È passato anche il “gelo” con i fratelli Del­la Valle?
«Quello no e non per colpa mia. Sei anni fa, ho chiesto un appuntamento per un semplice confronto... Sto ancora aspettando che mi ri­spondano. Da due anni comunque non vado più al Franchi».
Non ci dirà che “l’Antonio”, l’eterno idolo del­la Curva Fiesole, non è più innamorato della Fiorentina?
«Io amo e sono riamato dalla “mia” Fiorenti­na, quella in cui ho giocato. Sento l’amore dei tifosi e non smetterò mai di ringraziare questo popolo che mi ha fatto sentire importante an­che dopo che ho smesso».
È per questa ragione che ha sempre risposto di “no” alla Juventus?
«Cabrini, Tardelli e Scirea con cui ero cresciu­to in Nazionale tutte le volte a dirmi: “Che stai a fare a Firenze? Non vincerai mai niente, vie­ni alla Juve dai...”. L’Avvocato dopo il Mundial dell’82 ci provò in ogni maniera a convincer­mi. Agnelli mi ha salutato a fine carriera di­cendomi: “Peccato Antognoni, lei è uno dei po­chi che ha rifiutato di venire da noi”. Ho fatto la scelta giusta, non ho dubbi».
Qualche dubbio invece sulle “morti miste­riose” della Fiorentina anni ’70 ce l’ha?
«Ho giocato con Beatrice e Galdiolo, uno è mor­to a 39 anni di leucemia, l’altro ha la Sla, il mor­bo che ha colpito altri calciatori passati alla Fiorentina (Segato e Borgonovo). La salute di una persona viene prima dei soldi e del suc­cesso che il calcio può dare, quindi sarebbe il caso che si facesse chiarezza, e chi allora ha sbagliato è giusto che paghi».
Lei una volta ha detto: “Devi sempre avere u­no sguardo per chi sta peggio e cercare di fa­re qualcosa”.
«Da tempo sto molto vicino alla Casa d’acco­glienza dedicata al piccolo Tommasino Bac­ciotti.
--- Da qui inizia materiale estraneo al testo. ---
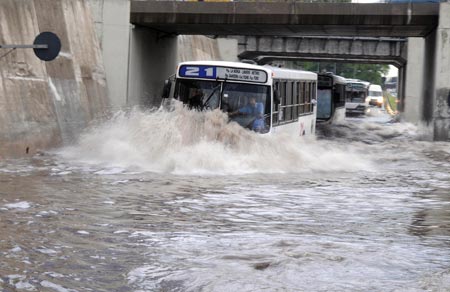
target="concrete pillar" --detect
[433,2,450,141]
[402,38,424,123]
[88,0,130,109]
[397,65,407,112]
[127,26,177,106]
[422,31,436,127]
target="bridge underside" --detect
[234,36,407,67]
[130,0,439,37]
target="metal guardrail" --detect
[173,0,450,4]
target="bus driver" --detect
[228,97,264,132]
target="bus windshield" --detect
[369,91,383,96]
[174,79,221,110]
[221,82,270,133]
[174,78,271,132]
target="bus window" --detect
[317,89,332,120]
[174,79,220,110]
[221,82,271,133]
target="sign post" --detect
[0,31,61,61]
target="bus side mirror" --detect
[277,104,284,121]
[273,89,280,105]
[162,80,172,98]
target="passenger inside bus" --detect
[188,88,203,110]
[228,97,265,132]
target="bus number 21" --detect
[185,67,214,77]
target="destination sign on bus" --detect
[178,65,267,83]
[346,83,366,91]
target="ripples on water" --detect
[0,108,450,291]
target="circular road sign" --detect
[33,31,61,61]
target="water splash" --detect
[60,104,373,174]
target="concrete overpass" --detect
[130,0,439,37]
[130,0,450,140]
[237,36,407,67]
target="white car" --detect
[366,84,384,107]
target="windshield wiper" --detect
[203,83,220,107]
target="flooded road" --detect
[0,106,450,292]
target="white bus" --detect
[163,61,317,136]
[317,73,347,123]
[345,79,370,115]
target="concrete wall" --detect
[0,0,108,157]
[87,0,131,110]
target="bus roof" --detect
[264,65,317,80]
[178,61,270,73]
[319,72,348,84]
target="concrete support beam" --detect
[402,38,425,123]
[127,27,177,106]
[425,2,450,141]
[131,0,439,37]
[233,36,407,67]
[88,0,130,109]
[397,65,407,112]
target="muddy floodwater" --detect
[0,109,450,292]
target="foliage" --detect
[286,61,389,85]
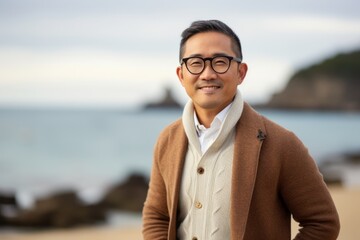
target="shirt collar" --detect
[194,102,233,136]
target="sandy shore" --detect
[0,188,360,240]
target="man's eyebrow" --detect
[189,52,229,57]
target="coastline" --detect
[0,186,360,240]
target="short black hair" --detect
[179,20,243,61]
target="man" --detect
[143,20,339,240]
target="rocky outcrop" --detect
[144,88,182,110]
[265,50,360,111]
[99,174,148,212]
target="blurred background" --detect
[0,0,360,239]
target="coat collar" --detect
[230,104,266,240]
[168,103,266,240]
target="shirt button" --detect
[197,167,205,174]
[195,201,202,209]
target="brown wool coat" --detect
[143,104,340,240]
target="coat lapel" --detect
[167,123,188,240]
[230,104,266,240]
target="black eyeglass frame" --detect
[180,55,242,75]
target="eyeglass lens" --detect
[185,56,231,74]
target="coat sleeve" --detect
[280,133,340,240]
[142,137,169,240]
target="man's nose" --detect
[200,61,217,80]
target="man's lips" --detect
[198,85,220,93]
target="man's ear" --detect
[238,63,248,85]
[176,66,184,86]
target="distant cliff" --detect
[143,88,182,109]
[265,49,360,111]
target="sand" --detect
[0,187,360,240]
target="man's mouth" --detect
[199,85,220,93]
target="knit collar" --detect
[194,102,233,137]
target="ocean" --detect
[0,108,360,207]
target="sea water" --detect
[0,109,360,207]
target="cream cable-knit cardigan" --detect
[177,91,244,240]
[143,95,340,240]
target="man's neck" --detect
[195,109,220,128]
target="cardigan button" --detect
[195,201,202,209]
[197,167,205,174]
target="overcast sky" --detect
[0,0,360,107]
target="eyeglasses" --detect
[180,56,242,75]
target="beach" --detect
[0,187,360,240]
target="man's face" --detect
[176,32,247,114]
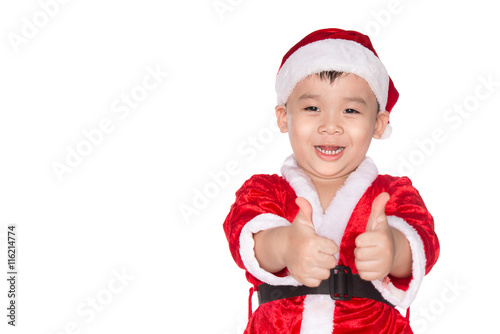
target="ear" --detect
[275,105,288,133]
[373,111,389,139]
Ma un grande campione fiorentino co­me Gino Bartali prima di me ha detto: “Fai del bene e non dirlo”. L’ho preso in parola».
Montella sta facendo del bene alla Fiorenti­na che oggi avvia il “trittico” delle sfide con la Juventus.
«Con Montella stiamo vedendo un gran bel calcio. Se non si fossero fatti male Giuseppe Rossi e Mario Gomez si poteva tentare qualcosa di più. Per lo scudetto la Fiorentina non è an­cora attrezzata, ma per buttare fuori la Juve dall’Europa League magari sì...».
Che regalo vorrebbe ricevere per i suoi 60 anni?
«Mi piacerebbe crescere ancora di ruolo in que­sta Nazionale. Andare in Brasile assieme ai ra­gazzi di Prandelli e vederli vincere la finale dei Mondiali sarebbe un regalo che cancellerebbe il rimpianto di quella foto in cui non ci sono...».